Nobel Peace Prize winner to honor Martin Luther King
John Hume will give keynote lecture on January 16
When the Boston University community gathers to commemorate Martin Luther King, Jr., Day on January 16, students, faculty, and staff will get a global perspective on the civil rights leader’s power and legacy.
John Hume, a former member of parliament in the United Kingdom, and cowinner of the 1998 Nobel Peace Prize for his efforts to bring peace to Northern Ireland, will speak at the University’s January celebration, discussing how King’s philosophies affected his own peacekeeping work. In his Nobel Lecture, Hume quoted King (GRS’55, Hon.’59), whom he called “one of my great heroes of this century,” concluding with the words, “We shall overcome.”

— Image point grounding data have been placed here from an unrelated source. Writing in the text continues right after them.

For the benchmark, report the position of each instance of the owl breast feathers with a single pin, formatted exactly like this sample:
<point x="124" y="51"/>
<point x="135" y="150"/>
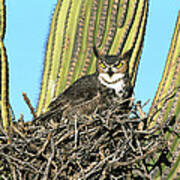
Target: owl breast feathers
<point x="99" y="90"/>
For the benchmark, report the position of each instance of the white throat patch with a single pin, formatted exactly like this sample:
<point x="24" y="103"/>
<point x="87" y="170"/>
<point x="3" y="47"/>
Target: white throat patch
<point x="115" y="82"/>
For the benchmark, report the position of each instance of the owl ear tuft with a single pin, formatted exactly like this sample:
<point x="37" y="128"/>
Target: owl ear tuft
<point x="127" y="54"/>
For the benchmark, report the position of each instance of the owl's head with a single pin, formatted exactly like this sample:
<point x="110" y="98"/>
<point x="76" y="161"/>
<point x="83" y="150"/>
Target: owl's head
<point x="112" y="67"/>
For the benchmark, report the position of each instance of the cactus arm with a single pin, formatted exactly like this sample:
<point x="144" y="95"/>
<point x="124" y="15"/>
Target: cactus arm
<point x="5" y="114"/>
<point x="76" y="28"/>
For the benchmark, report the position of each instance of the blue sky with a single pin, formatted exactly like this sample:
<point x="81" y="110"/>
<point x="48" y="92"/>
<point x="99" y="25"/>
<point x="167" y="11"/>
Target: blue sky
<point x="26" y="37"/>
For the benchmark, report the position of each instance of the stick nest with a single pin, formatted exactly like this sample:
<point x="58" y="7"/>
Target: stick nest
<point x="101" y="146"/>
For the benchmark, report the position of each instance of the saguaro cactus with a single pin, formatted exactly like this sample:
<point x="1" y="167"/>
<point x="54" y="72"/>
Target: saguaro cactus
<point x="113" y="26"/>
<point x="5" y="115"/>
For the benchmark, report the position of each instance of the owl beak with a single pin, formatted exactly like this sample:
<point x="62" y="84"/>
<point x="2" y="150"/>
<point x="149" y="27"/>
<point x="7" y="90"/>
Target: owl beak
<point x="110" y="72"/>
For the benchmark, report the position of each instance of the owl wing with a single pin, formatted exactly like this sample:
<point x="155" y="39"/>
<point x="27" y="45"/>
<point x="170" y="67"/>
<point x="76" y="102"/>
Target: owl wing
<point x="82" y="90"/>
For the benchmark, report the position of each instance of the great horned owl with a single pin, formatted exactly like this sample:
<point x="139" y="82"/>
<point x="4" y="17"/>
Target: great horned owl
<point x="109" y="82"/>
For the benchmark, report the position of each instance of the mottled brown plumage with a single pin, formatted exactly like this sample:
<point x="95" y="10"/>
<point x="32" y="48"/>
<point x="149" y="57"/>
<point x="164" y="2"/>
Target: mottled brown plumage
<point x="99" y="90"/>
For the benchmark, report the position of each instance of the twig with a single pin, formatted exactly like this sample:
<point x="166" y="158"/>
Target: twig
<point x="28" y="102"/>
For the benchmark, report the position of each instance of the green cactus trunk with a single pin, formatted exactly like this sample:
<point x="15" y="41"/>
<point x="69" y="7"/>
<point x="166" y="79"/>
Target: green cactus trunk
<point x="5" y="114"/>
<point x="113" y="26"/>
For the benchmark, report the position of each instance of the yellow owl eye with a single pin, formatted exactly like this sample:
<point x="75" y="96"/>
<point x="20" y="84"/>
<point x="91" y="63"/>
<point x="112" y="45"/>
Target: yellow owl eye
<point x="102" y="65"/>
<point x="119" y="65"/>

“We want to look at a connection between the American civil rights movement and the global struggle for human rights,” says Dean of Students Kenneth Elmore, one of the event coordinators. “I don’t think people realize how much Dr. King thought about international issues of human rights in his thinking about what happened here. He took some pages from Gandhi, he spoke about some of the international freedom movements happening in the world, he spoke about the post-Colonial democratic movements throughout Africa, he spoke about Vietnam.”
Hume, a former leader of Northern Ireland’s Social Democratic and Labour Party, shared the Nobel Peace Prize with David Trimble, also an MP and the leader of the Ulster Unionist Party. The two brokered the Good Friday Agreement, which created a more representative system of government within Northern Ireland and established both Equality and Human Rights commissions.
“The Good Friday Agreement now opens a new future for all the people of Ireland,” Hume said in his Nobel Lecture. “A future where all can rejoice in cherished aspirations and beliefs and where this can be a badge of honour, not a source of fear or division.”
Hume will speak at 1 p.m. in the George Sherman Union’s Metcalf Hall. Student participants will read some of King’s writing as part of the event, and memorabilia from the King archives in the Howard Gotlieb Archival Research Center will be on display throughout the GSU.
“I would encourage anyone to really be thinking now about discussion sessions they could have in January or community service events they could hold,” Elmore says. “To remember not only the importance of Dr. King in our lives, but to remember that Dr. King was part of the Boston University family.”